The accusations of hypocrisy have also rolled in thick and fast, criticising everything from the plastic water bottles used by the crew, to the long-haul flights taken by the sailors responsible for returning the yacht to Europe.
Thunberg has discovered the perils of pursuing such an ideologically pure cause: if you preach an uncompromising message, your audience will judge you on similarly uncompromising terms, even as you attempt to live out your ideals. Those with religious leanings have known this for centuries: if you don’t practice what you preach then your message quickly falters. Indeed, sometimes I wonder whether the appeal of climate change activism comes from its ability to fill the ideological void left by the decline of religion in the post-Christian West. Greta’s moral authority about the future of civilisation and how we should and shouldn’t behave as individuals carries all the personal challenge and sense of fire and brimstone as the message of the puritans.
What’s clear is that Thunberg’s international profile, and her need to travel to maintain it, is going to cause her more problems going forward; she’s part of a generation of globalists whose causes are international in scope and yet her message forbids her from joining the jet-setting elite. Thunberg and her family may argue that Greta’s presence at these conferences will inspire others to become more climate-friendly but the fact is that without Thunberg’s celebrity, young people can’t simply charter a private yacht across the Atlantic when they want to go to America. It’s easy to see how Thunberg’s presence at these climate conferences could start to rile her fan base whose climate activism, if genuine, will come at more of a cost than Thunberg’s.

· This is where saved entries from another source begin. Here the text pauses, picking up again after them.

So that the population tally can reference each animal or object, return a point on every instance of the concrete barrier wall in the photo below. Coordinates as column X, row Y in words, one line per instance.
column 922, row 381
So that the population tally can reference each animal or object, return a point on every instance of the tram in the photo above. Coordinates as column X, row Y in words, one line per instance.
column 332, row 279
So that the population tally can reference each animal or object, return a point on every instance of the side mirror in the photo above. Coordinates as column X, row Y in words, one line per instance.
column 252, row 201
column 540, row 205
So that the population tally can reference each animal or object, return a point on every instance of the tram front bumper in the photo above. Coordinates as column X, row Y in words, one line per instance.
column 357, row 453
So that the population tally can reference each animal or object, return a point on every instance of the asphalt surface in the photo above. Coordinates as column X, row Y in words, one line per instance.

The ease and affordability of air travel over the last fifty years has shaped the very agenda that Thunberg has adopted as her own: the idea that people across the world must unite to combat climate change would never have come about were it not for Westerners’ ability to cross borders, see the world and forge a sense of being part of a global community as opposed to a national one. She owes the very existence of her message to the technology she is speaking out against.

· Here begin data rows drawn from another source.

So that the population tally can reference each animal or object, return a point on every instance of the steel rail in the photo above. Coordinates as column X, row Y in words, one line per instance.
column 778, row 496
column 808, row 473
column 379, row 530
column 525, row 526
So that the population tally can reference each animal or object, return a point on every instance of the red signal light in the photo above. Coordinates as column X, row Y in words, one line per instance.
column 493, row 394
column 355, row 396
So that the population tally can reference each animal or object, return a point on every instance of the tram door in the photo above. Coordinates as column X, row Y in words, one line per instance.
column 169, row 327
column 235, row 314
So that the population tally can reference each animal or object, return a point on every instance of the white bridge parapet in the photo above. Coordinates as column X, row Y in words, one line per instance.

Questions will also be raised as to why Thunberg needs to be at these conferences in person. The internet has done as much to break down our sense of borders as commercial flights did before it. Thunberg doesn’t need to attend conferences to disseminate her views to the world; she can simply upload a video to YouTube from her own living room. But for many climate change activists, it is the appeal of being seen to do good, and to mingle with others of a similar mindset that drives their attendance at these events. It hasn’t stopped many a Hollywood celebrity trying to preach to the masses about the evils of carbon and it probably won’t stop Greta. The rise of the carbon off-setting industry has given the wealthy exactly what they are after: a morally pure cause that can be realised through hard cash rather than lifestyle change. Thunberg has already had to dip her toe into these murky waters, when the crew of her yacht had to offset the carbon footprint of their flights through tree planting.
Thunberg is already struggling to match the purity of her message with her increasingly internationalist lifestyle. Sailing the Atlantic to attend a UN conference has given her a taste of global glamour. Time will tell whether she’s able to turn down further opportunities to protect the purity of her cause or whether the allure of speaking to enraptured audiences all over the world will prove too tempting to resist.